The American history thread that laces through the Mount Vernon District seems to focus on George Washington’s plantation and sites along the Potomac River. But the Telegraph Road corridor is rich in Civil War lore with a few sites that seem overlooked in the history books.
Telegraph Road stretches 9.3 miles from Pohick Church on the southern end to the Capital Beltway in Alexandria. The road was first built in 1847 as a path for the first telegraph between Washington, D.C. and New Orleans. It was known in those days as Stage Road and Post Road. Old maps have Telegraph Road following the same path, but the landmarks have changed. In the “David Rumsey Historical Map,” dated 1862, it’s hard to connect any sites noted on the map but Telegraph Road is marked, as is Pohick Church, Potters Hill and at the bottom of Potters Hill is Piney Run, which eventually runs into Dogue Creek. Today there is a road called Piney Run in that location.
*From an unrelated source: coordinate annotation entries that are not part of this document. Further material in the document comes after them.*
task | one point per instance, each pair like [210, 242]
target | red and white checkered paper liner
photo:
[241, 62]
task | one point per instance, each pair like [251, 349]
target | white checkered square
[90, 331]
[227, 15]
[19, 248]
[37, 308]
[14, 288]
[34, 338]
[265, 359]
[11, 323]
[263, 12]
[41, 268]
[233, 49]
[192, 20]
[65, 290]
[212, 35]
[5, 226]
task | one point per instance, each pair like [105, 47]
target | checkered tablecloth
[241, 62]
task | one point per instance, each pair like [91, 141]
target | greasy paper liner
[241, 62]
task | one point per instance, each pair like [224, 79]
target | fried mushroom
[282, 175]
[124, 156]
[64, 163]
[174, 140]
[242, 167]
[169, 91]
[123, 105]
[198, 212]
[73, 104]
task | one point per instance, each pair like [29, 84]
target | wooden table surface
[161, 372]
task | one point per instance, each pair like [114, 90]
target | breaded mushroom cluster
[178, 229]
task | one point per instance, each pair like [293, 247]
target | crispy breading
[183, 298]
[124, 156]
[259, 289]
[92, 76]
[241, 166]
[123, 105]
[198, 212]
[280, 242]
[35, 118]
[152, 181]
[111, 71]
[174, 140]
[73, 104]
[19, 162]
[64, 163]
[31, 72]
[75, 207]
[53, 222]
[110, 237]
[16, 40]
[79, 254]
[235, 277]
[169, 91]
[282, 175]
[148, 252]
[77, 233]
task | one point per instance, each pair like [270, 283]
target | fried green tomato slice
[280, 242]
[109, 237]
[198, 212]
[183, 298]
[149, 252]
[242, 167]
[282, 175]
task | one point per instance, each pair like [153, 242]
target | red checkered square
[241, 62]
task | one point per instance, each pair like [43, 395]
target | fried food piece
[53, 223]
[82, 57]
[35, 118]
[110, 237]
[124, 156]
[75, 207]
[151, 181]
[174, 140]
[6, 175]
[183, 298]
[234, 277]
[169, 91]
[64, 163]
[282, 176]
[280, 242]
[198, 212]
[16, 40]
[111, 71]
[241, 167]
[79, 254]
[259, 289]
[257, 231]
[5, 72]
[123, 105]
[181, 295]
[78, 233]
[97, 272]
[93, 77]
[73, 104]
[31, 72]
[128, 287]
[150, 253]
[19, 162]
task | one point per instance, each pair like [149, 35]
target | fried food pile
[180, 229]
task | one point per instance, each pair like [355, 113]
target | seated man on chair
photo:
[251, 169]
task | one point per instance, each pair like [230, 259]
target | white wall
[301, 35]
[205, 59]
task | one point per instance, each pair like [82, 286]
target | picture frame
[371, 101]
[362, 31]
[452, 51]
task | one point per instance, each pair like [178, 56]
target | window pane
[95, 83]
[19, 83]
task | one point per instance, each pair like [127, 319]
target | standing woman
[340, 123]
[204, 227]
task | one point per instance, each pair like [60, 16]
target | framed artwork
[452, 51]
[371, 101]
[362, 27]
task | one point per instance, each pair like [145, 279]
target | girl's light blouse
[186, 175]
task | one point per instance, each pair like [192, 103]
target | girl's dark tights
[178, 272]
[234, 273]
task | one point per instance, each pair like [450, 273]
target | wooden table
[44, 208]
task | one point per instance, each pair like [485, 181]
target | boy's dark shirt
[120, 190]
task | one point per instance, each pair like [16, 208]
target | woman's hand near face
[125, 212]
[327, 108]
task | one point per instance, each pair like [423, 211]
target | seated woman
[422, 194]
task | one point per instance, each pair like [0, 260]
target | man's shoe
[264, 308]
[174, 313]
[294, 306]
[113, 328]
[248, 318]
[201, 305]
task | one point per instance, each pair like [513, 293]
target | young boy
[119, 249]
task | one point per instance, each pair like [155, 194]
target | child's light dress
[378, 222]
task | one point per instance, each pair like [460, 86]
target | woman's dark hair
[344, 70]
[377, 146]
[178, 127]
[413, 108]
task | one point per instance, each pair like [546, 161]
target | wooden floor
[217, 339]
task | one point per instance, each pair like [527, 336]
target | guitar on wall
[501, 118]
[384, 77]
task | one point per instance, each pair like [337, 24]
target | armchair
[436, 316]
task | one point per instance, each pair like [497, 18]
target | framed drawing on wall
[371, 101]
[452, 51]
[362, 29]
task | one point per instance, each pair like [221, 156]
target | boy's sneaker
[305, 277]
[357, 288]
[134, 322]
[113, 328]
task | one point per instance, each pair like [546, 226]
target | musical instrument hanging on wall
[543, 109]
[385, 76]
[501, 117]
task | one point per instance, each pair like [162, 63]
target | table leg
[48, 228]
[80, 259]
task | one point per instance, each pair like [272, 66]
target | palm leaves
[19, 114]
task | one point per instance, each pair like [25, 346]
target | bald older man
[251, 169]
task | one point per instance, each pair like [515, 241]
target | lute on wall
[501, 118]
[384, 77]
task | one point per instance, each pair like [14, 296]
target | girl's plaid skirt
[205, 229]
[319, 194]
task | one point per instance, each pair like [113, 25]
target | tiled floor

There are property names on the map, such as Devers, Col. McCarty, Cash, and Triplett, which don’t ring the historic bell, but Col. McCarty once
lived at Mount Air. According to information listed on the Fairfax County’s Mount Air Overlay District document, “the McCarty's, a prominent colonial Virginia family, owned the Mount Air property in the 18th century; several maps prepared by George Washington showing his neighbors' properties indicate this site as Colonel McCarty's residence.”
Dennis McCarty, they say, married Sarah Ball, a relative of Mary Ball Washington, the mother of George Washington.
Accotink Drive is an old road that borders the Mount Air historic site which is marked with a historical marker. The remains of several structures can be seen, each surrounded by fencing and covered with vegetation. It was called Mount Air because of the breezy location.
“Pleasant country vistas may be seen on every side at Mount Air. The white frame house faces north. Constant breezes suggest the origin of the plantation’s name,” wrote local historian Edith Sprouse in a description for Fairfax County in 1970.
Story has it, there was a fire when Colonel McCarty owned it in 1820, and another fire in 1859 when the land was owned by the McCarty and Chichester families. In 1860, Aristides Landstreet of Baltimore purchased the property, and when the Civil War broke out, the Landstreets fought on the Confederate side. Confederate and Union troops stopped at Mount Air for supplies, and, in the case of the Union troops, used the property and house as a camp.
According to an entry on the Fairfax County Park Authority blog "Our Stories and Perspectives," Landstreet’s Confederate sympathies were noticed, and he was arrested twice and jailed. The Union Army also arrested his wife, Mary, on suspicion of provisioning rebel troops. During the war, Union troops, including the 5th Michigan Volunteer Infantry Regiment, camped at Mount Air and forbade the family to open their curtains for fear that they were signaling nearby Confederates.
Local historian Don Hakenson has written several books on local lore, and when it comes to the Civil War, he is known to focus on John Mosby, a Confederate Cavalry soldier that frequented Fairfax County. Hakenson’s great, great uncles rode with Mosby, and his two great, great grandfathers, Elijah Columbus and Robert F. McCormick, were in the Virginia Cavalry. “We have a lot of history here,” said Hakenson, who is also a curator of the Franconia Museum.
One account in the book from Annie Landstreet, had a Confederate spy named John Burke tip-toeing around Union soldiers while they were sleeping on the porch of the Mount Air house. Burke was known as “the spy with the glass eye,” said Hakenson, and he wrote an account of this spy on the historical plaque at the Hilltop Village Shopping Center, at the intersection of Beulah Street and Telegraph Road, which is Potter’s Hill.
Three gravestones were on the Mount Air site, and the stones were relocated to Pohick Church cemetery, but it was not known if the remains were relocated as well.
Rail Comes Through
When World War I came, and the U.S. Army was ramping up operations at Camp Humphrey, which is present day Fort Belvoir, the railroad that was built to Camp Humphreys went along the southern edge of the Mount Air property. The railroad construction workers camped at Mount Air while they were building the railroad. A few remnants of this railroad remain, including an old railroad bridge over Cinder Bed Road in Newington.
North of Mount Air is a “wide fertile valley with but little timber” it says on the map, which is currently occupied by a Coast Guard station and Hayfield Farm. One road labeled Accotink Turnpike is possibly the first version of present-day Richmond Highway.